In the past, the Sula archipelago was forcibly controlled by the Tidore Sultanate, and Sulabesi became a port of call for spice traders. Long before Europeans knew of these “Spice Islands,” tobacco from North Maluku and nutmeg from Central Maluku were being traded in other parts of Asia. When the Portuguese came in 1511, conflict raged in this area. Finally the Dutch won this conflict and gained enormous profit from the spice trade, until its decline at the end of the eighteenth century.
What are their lives like?
The Sula archipelago has a tropical climate with a rainfall of 200-400 centimeters (79-156 inches) per year. A large part of the tropical rainforest that used to cover most of the islands was felled when fields began to be cleared for farming. The Sula terrain also includes savannahs and mangrove beaches.

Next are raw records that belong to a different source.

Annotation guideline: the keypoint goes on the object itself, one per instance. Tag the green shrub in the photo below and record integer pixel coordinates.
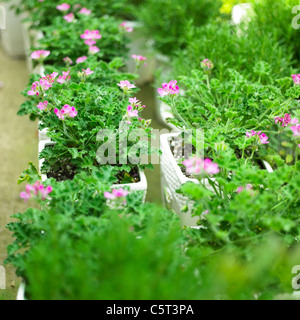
(167, 21)
(227, 47)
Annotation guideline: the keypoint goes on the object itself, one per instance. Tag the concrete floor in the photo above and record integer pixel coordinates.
(19, 145)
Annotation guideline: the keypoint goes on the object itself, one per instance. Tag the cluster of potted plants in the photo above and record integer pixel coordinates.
(230, 171)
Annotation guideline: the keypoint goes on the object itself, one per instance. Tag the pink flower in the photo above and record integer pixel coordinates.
(248, 188)
(296, 78)
(42, 105)
(124, 26)
(67, 61)
(88, 71)
(91, 35)
(90, 42)
(69, 17)
(169, 88)
(85, 11)
(40, 54)
(210, 167)
(263, 139)
(116, 194)
(83, 75)
(39, 87)
(139, 59)
(65, 77)
(81, 59)
(63, 7)
(131, 112)
(197, 166)
(126, 85)
(286, 120)
(66, 111)
(207, 66)
(93, 49)
(134, 101)
(296, 130)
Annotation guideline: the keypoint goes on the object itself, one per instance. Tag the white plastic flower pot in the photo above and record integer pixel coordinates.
(132, 187)
(172, 178)
(21, 292)
(11, 30)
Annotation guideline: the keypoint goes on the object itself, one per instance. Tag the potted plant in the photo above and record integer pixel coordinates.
(214, 109)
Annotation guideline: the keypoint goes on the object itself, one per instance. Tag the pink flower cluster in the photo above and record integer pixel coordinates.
(116, 194)
(247, 188)
(43, 105)
(139, 59)
(124, 26)
(63, 7)
(66, 111)
(85, 73)
(85, 11)
(296, 130)
(90, 37)
(93, 49)
(39, 87)
(40, 54)
(133, 109)
(36, 190)
(170, 88)
(69, 17)
(286, 120)
(198, 166)
(65, 77)
(207, 65)
(263, 139)
(126, 86)
(81, 59)
(296, 78)
(68, 61)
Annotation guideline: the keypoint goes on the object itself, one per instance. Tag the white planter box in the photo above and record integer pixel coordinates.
(11, 30)
(172, 178)
(133, 187)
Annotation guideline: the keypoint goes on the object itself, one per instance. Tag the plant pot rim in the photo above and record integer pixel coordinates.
(141, 185)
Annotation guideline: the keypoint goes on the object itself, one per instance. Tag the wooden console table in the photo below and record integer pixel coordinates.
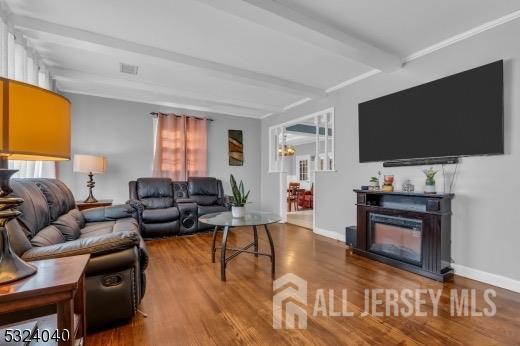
(408, 230)
(58, 282)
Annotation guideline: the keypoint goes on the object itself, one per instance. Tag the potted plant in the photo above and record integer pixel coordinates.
(239, 198)
(429, 186)
(374, 183)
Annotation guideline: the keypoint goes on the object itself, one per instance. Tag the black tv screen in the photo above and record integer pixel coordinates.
(459, 115)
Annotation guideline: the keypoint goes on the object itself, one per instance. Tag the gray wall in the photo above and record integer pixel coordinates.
(485, 232)
(123, 132)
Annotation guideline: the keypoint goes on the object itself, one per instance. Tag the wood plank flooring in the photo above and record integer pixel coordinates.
(187, 304)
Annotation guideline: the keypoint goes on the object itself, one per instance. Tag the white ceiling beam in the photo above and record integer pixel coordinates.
(308, 28)
(134, 84)
(163, 95)
(143, 99)
(217, 69)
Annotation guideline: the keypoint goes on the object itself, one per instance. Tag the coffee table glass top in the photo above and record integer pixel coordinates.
(252, 218)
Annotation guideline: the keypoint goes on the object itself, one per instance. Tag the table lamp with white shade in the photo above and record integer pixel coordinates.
(90, 164)
(34, 126)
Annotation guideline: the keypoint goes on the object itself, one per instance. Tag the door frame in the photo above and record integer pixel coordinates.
(283, 174)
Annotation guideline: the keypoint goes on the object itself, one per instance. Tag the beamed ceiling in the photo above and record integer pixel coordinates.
(249, 58)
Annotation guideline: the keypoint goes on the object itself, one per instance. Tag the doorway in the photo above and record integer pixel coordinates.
(299, 151)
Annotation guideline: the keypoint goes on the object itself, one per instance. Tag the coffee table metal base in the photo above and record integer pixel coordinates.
(236, 251)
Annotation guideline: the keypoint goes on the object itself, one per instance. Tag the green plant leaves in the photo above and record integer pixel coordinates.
(239, 195)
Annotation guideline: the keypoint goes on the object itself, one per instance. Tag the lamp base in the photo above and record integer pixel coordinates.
(90, 184)
(12, 267)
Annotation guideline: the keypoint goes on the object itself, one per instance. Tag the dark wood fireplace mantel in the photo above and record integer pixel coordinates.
(411, 231)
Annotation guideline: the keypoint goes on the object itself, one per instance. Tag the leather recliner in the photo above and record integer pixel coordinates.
(173, 207)
(51, 226)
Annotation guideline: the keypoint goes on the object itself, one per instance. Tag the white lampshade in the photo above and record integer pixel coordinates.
(90, 164)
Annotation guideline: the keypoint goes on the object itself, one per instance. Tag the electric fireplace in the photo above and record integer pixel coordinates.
(396, 237)
(411, 231)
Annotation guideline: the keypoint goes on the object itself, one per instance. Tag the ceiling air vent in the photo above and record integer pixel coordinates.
(130, 69)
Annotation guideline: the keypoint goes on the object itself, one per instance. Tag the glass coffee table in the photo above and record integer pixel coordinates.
(226, 221)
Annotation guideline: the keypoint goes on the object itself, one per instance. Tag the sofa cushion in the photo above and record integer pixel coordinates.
(180, 189)
(93, 229)
(155, 192)
(58, 196)
(78, 216)
(160, 215)
(203, 210)
(154, 187)
(17, 237)
(49, 235)
(35, 211)
(124, 225)
(202, 186)
(204, 200)
(68, 226)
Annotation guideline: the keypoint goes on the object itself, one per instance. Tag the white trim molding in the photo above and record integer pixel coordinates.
(488, 278)
(462, 36)
(329, 234)
(352, 80)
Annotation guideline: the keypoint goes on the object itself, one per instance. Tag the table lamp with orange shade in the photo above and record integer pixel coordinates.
(34, 126)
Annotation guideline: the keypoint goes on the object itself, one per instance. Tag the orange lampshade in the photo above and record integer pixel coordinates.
(34, 123)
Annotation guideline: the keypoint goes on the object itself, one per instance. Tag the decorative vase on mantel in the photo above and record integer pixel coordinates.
(429, 186)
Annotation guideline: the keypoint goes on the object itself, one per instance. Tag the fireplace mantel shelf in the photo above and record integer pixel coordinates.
(403, 193)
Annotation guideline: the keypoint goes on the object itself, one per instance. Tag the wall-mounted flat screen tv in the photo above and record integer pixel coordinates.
(459, 115)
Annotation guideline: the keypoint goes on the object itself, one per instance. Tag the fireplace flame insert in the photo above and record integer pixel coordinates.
(396, 237)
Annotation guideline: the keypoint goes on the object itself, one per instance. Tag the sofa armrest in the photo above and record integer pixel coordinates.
(184, 200)
(111, 213)
(95, 246)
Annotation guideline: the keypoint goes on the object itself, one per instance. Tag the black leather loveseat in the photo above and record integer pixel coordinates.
(51, 226)
(173, 207)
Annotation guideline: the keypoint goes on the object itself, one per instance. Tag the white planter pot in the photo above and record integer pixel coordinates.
(429, 188)
(238, 212)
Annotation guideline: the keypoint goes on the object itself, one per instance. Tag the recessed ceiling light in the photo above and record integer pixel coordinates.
(126, 68)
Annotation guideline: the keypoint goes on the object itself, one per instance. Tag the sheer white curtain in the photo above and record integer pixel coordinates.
(19, 62)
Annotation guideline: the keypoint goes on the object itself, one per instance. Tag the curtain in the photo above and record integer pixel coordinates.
(181, 147)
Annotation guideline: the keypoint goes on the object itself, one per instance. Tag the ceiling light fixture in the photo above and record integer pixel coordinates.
(129, 69)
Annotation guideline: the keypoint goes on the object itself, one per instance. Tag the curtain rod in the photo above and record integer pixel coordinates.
(187, 116)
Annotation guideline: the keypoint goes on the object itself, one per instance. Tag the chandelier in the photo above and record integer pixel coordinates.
(287, 150)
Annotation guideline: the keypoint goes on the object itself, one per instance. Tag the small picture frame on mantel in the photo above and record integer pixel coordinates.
(236, 147)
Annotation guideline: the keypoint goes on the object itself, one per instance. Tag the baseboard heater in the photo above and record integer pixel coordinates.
(422, 162)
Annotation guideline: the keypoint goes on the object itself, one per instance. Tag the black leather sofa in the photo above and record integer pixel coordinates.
(51, 226)
(173, 207)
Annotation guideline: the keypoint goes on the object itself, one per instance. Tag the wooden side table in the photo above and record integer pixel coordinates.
(57, 282)
(101, 203)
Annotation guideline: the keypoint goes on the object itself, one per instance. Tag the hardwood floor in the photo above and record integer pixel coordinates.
(302, 218)
(187, 303)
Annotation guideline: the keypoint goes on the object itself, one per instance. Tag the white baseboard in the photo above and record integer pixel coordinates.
(467, 272)
(329, 234)
(488, 278)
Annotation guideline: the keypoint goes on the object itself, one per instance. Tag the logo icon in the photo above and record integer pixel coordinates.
(291, 294)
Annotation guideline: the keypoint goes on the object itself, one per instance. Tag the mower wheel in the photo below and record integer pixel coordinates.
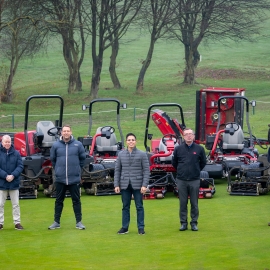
(204, 174)
(108, 128)
(169, 137)
(160, 196)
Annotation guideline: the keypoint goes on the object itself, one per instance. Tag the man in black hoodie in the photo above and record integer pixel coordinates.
(67, 156)
(188, 159)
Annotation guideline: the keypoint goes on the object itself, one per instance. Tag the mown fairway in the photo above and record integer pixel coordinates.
(233, 231)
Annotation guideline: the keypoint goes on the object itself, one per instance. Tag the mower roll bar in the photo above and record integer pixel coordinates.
(117, 113)
(247, 114)
(60, 120)
(160, 105)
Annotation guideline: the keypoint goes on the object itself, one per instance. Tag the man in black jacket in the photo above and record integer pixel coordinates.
(131, 177)
(188, 159)
(67, 156)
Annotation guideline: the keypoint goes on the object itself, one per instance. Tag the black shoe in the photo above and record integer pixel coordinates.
(141, 231)
(183, 227)
(122, 231)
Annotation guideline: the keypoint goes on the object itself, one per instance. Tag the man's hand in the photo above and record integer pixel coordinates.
(10, 178)
(143, 190)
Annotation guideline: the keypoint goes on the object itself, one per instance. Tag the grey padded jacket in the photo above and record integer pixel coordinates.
(131, 168)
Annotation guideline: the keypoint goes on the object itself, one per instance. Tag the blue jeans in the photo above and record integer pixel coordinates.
(60, 197)
(126, 195)
(185, 189)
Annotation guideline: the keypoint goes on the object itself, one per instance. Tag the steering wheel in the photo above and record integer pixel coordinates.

The Sula people make a living by hunting, fishing and gathering sago. Coconut trees are cultivated intensively and the primary export commodity is copra (dried coconut to be processed into coconut oil). Other goods include forest products, spices, and salt-water fish. Mangole Island has a plywood industry.
What are their beliefs?
The Sula people follow Islam. However they still maintain many traditional beliefs. They mix elements of traditional customs with Islam, such as saying ritual prayers at places they consider sacred – in order to receive healing or other needs. They also believe in guardian spirits which they believe can give assistance when called by a shaman.
What are their needs?
The people of Sula and the surrounding area need assistance to advance their community. To become more productive and efficient, the Sula community needs to be acquainted with appropriate technology.
The unavailability of both formal and informal education makes it difficult for the Sula to find work opportunities. The limited supply of electricity, clean water and health services also hinder development of the Sula community.